# Android Stock Recovery mode SD Card Permission Denied!



## FriedPC (Jun 28, 2009)

Is there anyway to fix this issue? When I try to update via Update from External it just says permission denied everytime. I think this is about my last and only option to attempt to recover my device, but yet again the sd card is proving to be useless to me. I have tried formatting the sd in everyway I can, turn off quick format, tried using sd card formatting tools for windows, tried ext4 file system instead of fat32, tried ntfs, tried just about everything. The computer will not let me install a proper driver for my tablet to try to use adb, it detects the device and installs a generic MTP device driver, in the device list on the pc it even lists the device by the model number QTAQZ3, however no drive letter is produced in the drives for the computer and the adb driver installation wont detect the device, I cant force install the naked drivers to it because windows says "the correct drivers are installed".

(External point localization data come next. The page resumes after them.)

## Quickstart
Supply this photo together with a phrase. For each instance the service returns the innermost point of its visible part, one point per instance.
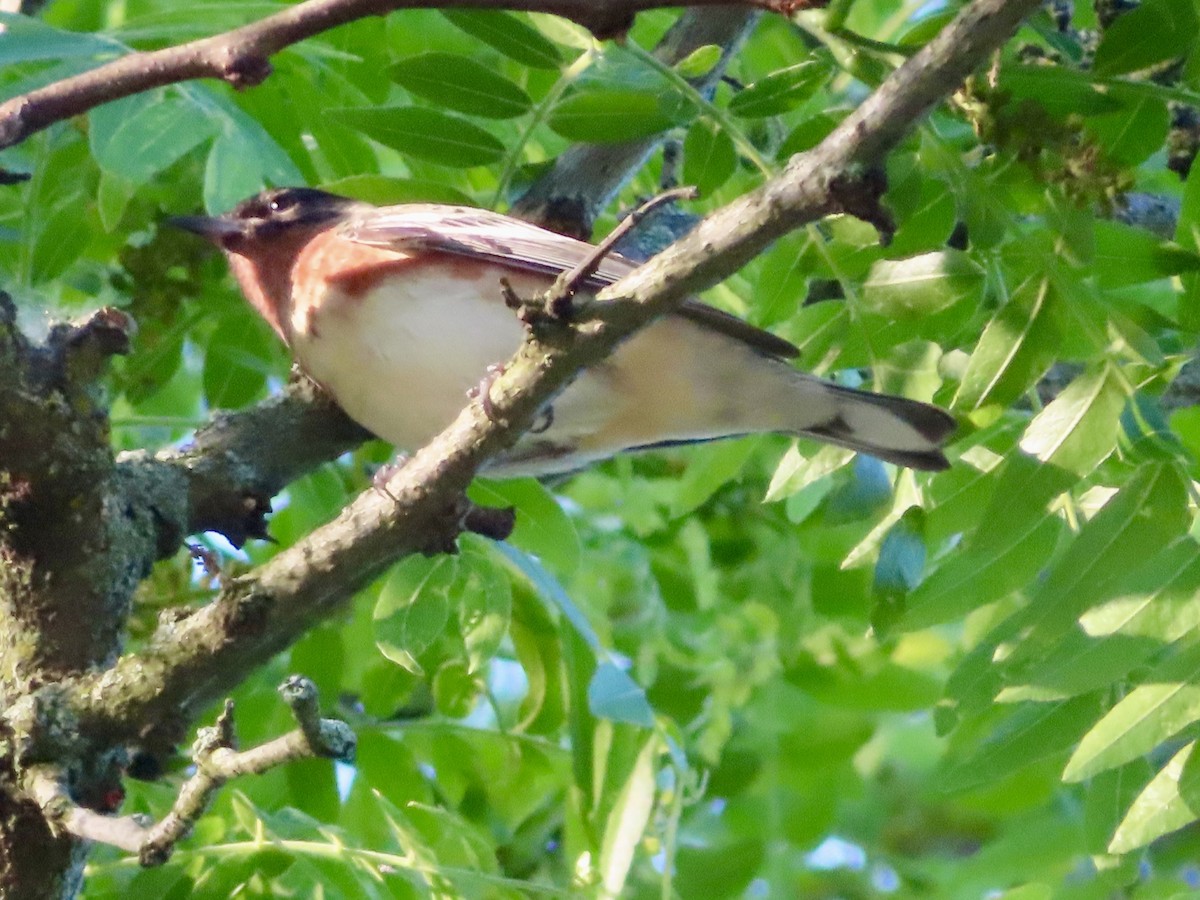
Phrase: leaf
(1134, 132)
(424, 133)
(1165, 805)
(145, 143)
(238, 361)
(700, 61)
(923, 285)
(1031, 733)
(708, 156)
(413, 609)
(1015, 349)
(462, 84)
(1078, 430)
(708, 471)
(612, 114)
(1013, 540)
(1061, 91)
(510, 35)
(550, 591)
(455, 689)
(780, 90)
(485, 606)
(24, 39)
(617, 697)
(899, 568)
(1146, 717)
(1155, 31)
(1126, 255)
(385, 191)
(543, 528)
(627, 821)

Somebody please explain this if you can?


----------



## FriedPC (Jun 28, 2009)

Help?


----------



## joeten (Dec 4, 2008)

We cannot help with no info on what device your talking about IE make and model possibly then someone might have something to suggest.


----------



## ebackhus (Apr 21, 2005)

Verizon Ellipses 8.

Did you buy this new or used? Typically you can do an OTA (via wifi) update, did that not work?


----------